Antlr4 performance - org.antlr.v4.runtime.atn.ParserATNSimulator::adaptivePredict

96 views
Skip to first unread message

Steve Ebersole

unread,
Nov 14, 2017, 2:20:09 PM11/14/17
to antlr-discussion
I am trying to hunt down a pretty big performance issue in our attempts to use Antlr 4.  I'm pretty sure this is related to a very complicated rule - at least the way I wrote it :P

I was hoping to get some help in tracking this down or even just understanding exactly what `org.antlr.v4.runtime.atn.ParserATNSimulator::adaptivePredict` is doing so I can hopefully better understand how to fix it.

I've seen discussions on this group that this is common with "expression" rules which is exactly the main culprit in our perf testing.


expression
   : expression DOUBLE_PIPE expression          # ConcatenationExpression
   | expression PLUS expression            # AdditionExpression
   | expression MINUS expression           # SubtractionExpression
   | expression ASTERISK expression         # MultiplicationExpression
   | expression SLASH expression           # DivisionExpression
   | expression PERCENT expression             # ModuloExpression
   | MINUS expression                   # UnaryMinusExpression
   | PLUS expression                    # UnaryPlusExpression
   | caseStatement                         # CaseExpression
   | coalesce                         # CoalesceExpression
   | nullIf                           # NullIfExpression
   | literal                          # LiteralExpression
   | parameter                            # ParameterExpression
   | entityTypeReference                 # EntityTypeExpression
   | path                            # PathExpression
   | function                         # FunctionExpression
   | LEFT_PAREN querySpec RIGHT_PAREN        # SubQueryExpression
   ;


The sub-rules that I think cause problems are the first 6 and then `path`.  `path` for sure is the one that specifically is showing up in our initial profiles.  It is very a very complicated rule:

path
// a SimplePath may be any number of things like:
// * Class FQN
// * Java constant (enum/static)
// * a simple dotIdentifierSequence-style path
// :(
: dotIdentifierSequence # SimplePath
// a Map.Entry cannot be further dereferenced
| ENTRY LEFT_PAREN pathAsMap RIGHT_PAREN # MapEntryPath
// only one index-access is allowed per path
| path LEFT_BRACKET expression RIGHT_BRACKET (pathTerminal)? # IndexedPath
| pathRoot (pathTerminal)? # CompoundPath
;

pathRoot
: identifier # SimplePathRoot
| TREAT LEFT_PAREN dotIdentifierSequence AS dotIdentifierSequence RIGHT_PAREN # TreatedPathRoot
| KEY LEFT_PAREN pathAsMap RIGHT_PAREN # MapKeyPathRoot
| (VALUE | ELEMENTS) LEFT_PAREN collectionReference RIGHT_PAREN # CollectionValuePathRoot
;

pathTerminal
: (DOT identifier)+
;

I'm really just lost as to how to best optimize this to get it to perform adequately - as it stands I wont be able to justify using Antlr4 :(  Please, any help would be very appreciated.

Mike Lischke

unread,
Nov 15, 2017, 3:07:12 AM11/15/17
to antlr-di...@googlegroups.com
Hi Steve,

I was hoping to get some help in tracking this down or even just understanding exactly what `org.antlr.v4.runtime.atn.ParserATNSimulator::adaptivePredict` is doing so I can hopefully better understand how to fix it.

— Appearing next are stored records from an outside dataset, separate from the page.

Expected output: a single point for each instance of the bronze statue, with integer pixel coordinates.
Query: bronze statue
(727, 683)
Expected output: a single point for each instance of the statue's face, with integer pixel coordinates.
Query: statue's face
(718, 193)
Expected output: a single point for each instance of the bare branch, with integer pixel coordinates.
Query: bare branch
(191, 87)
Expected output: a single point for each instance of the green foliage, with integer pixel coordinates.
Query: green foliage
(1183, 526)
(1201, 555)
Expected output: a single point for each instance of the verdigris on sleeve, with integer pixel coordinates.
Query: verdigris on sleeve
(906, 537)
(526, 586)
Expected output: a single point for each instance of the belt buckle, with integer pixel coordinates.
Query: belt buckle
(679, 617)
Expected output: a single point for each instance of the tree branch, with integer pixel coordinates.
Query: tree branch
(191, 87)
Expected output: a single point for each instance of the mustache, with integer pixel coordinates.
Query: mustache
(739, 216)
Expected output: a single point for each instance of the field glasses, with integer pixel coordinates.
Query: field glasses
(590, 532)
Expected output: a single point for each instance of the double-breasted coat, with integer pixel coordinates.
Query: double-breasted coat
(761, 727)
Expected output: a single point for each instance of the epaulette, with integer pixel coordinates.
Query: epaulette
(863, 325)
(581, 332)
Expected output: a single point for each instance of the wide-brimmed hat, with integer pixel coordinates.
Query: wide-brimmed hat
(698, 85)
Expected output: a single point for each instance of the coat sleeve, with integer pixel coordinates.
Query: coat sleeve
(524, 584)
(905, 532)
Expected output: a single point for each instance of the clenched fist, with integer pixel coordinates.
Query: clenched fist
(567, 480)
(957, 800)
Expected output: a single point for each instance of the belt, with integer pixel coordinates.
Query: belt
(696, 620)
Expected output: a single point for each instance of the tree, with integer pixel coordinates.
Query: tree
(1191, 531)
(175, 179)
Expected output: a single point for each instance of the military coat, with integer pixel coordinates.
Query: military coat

The ALL(*) algorithm is described in a PDF which is available in public. I sent a link once to the mailing list, but can't find it anymore. See if you can locate it via global search, though it's not easy to understand all the details in the algorithm.


I've seen discussions on this group that this is common with "expression" rules which is exactly the main culprit in our perf testing.


expression
   : expression DOUBLE_PIPE expression          # ConcatenationExpression
   | expression PLUS expression            # AdditionExpression
   | expression MINUS expression           # SubtractionExpression
   | expression ASTERISK expression         # MultiplicationExpression
   | expression SLASH expression           # DivisionExpression
   | expression PERCENT expression             # ModuloExpression
   | MINUS expression                   # UnaryMinusExpression
   | PLUS expression                    # UnaryPlusExpression
   | caseStatement                         # CaseExpression
   | coalesce                         # CoalesceExpression
   | nullIf                           # NullIfExpression
   | literal                          # LiteralExpression
   | parameter                            # ParameterExpression
   | entityTypeReference                 # EntityTypeExpression
   | path                            # PathExpression
   | function                         # FunctionExpression
   | LEFT_PAREN querySpec RIGHT_PAREN        # SubQueryExpression
   ;


I have no definite answer for you, but I would try to remove the left recursion in `expression` first. That should lower the amount of prediction work need for this part. The general way for left recursion removal is:

a: a PLUS a | a MINUS a | B | C;

becomes:

a: (B | C) (PLUS a | MINUS a)*;

That means the rule is rewritten such that all non recursive alts appear first, followed by zero or more occurrences of all formerly recursive alts (without the recursive rule reference).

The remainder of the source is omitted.